A ministra garantiu que o Mapa, junto com o governo federal, vai trabalhar para resolver a situação do seguro agrícola, já que a promessa de liberação de R$ 700 milhões não foi totalmente cumprida, faltando por volta de 42% do montante total. Além do seguro, foram debatidos ainda o Plano Safra 2015/16 – com a expectativa do incremento dos juros - e os problemas fundiários e agrícolas que podem afetar o desenvolvimento agropecuário do País. "Já está parcelada a dívida com as seguradoras e agora estamos trabalhando para o seguro 2015/16. Ainda falta o empenho definitivo de R$ 300 milhões do ano passado para que as seguradoras fiquem totalmente tranquilas. Nos próximos dias, por meio de uma Medida Provisória, resolveremos esse problema, pois a presidente Dilma definitivamente pediu a solução ao Ministério da Fazenda e Planejamento", garantiu Kátia.

A ministra salientou que o seguro é prioridade da presidente, já que durante os mandatos de Dilma o valor do subsídio "saltou de R$ 280 milhões para R$ 700 milhões". "No ano passado realmente tivemos um problema de empenho de parte do orçamento do seguro, o que foi uma infelicidade, um episódio único que não deverá mais se repetir. Nós queremos dar credibilidade ao seguro que não é um favor para o produtor rural, mas um benefício ao País porque garante o abastecimento, a qualidade e principalmente o preço baixo dos alimentos".

PLANO SAFRA

No que diz respeito ao Plano Safra 2015/16, a ministra não quis antecipar como ficarão as novas taxas de juros, já que cabe à presidente Dilma a divulgação do plano. "Eu quero tranquilizar a todos, que haverá a antecipação (da divulgação) para o mês de maio, com as condições que os produtores necessitam.
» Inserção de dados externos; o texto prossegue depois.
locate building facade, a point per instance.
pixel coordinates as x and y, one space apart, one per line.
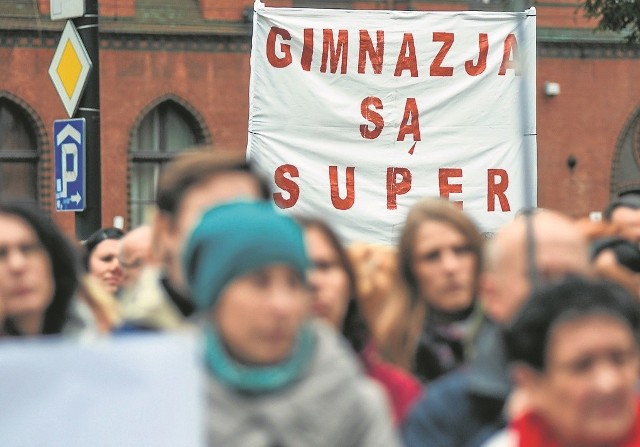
176 74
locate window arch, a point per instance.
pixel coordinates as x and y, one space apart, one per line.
165 129
19 153
625 169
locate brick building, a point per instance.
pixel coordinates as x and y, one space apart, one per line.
176 73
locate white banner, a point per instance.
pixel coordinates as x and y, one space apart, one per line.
131 390
355 115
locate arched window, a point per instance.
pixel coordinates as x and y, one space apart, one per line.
18 153
165 131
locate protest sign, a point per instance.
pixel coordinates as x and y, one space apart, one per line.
134 390
355 115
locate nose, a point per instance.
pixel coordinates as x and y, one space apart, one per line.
116 268
607 377
283 301
450 260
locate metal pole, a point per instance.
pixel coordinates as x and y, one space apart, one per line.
90 219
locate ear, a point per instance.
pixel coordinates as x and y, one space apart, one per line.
525 391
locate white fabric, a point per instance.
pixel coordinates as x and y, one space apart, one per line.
312 119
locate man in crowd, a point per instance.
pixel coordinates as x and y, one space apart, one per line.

Não faltarão recursos para o custeio. Em relação aos juros, teremos ajustes por conta da situação fiscal atual, mas teremos uma quantia suficiente para atender a todos", relatou. Vale lembrar que o pré-custeio já foi anunciado esta semana, com R$ 7 bilhões liberados ao Banco do Brasil e R$ 2 bilhões para o Pronamp (médios produtores).

Por fim, a ministra lembrou que o reajuste dos juros do Programa de Modernização da Frota de Tratores Agrícolas e Implementos Associados e Colheitadeiras (Moderfrota), que no início deste mês saltou de 4,5% para 7,5% para produtores de renda bruta anual de até R$ 90 milhões, ainda pode ser considerado abaixo da inflação. "A 7,5%, nós ainda estamos com juros reais negativos. Se a inflação deste ano está prevista para 8,5%, estamos 1% abaixo do percentual e isso não é algo comum de acontecer. Nos últimos quatro anos, foram financiadas 298 mil máquinas, um volume total de R$ 40 milhões", complementou.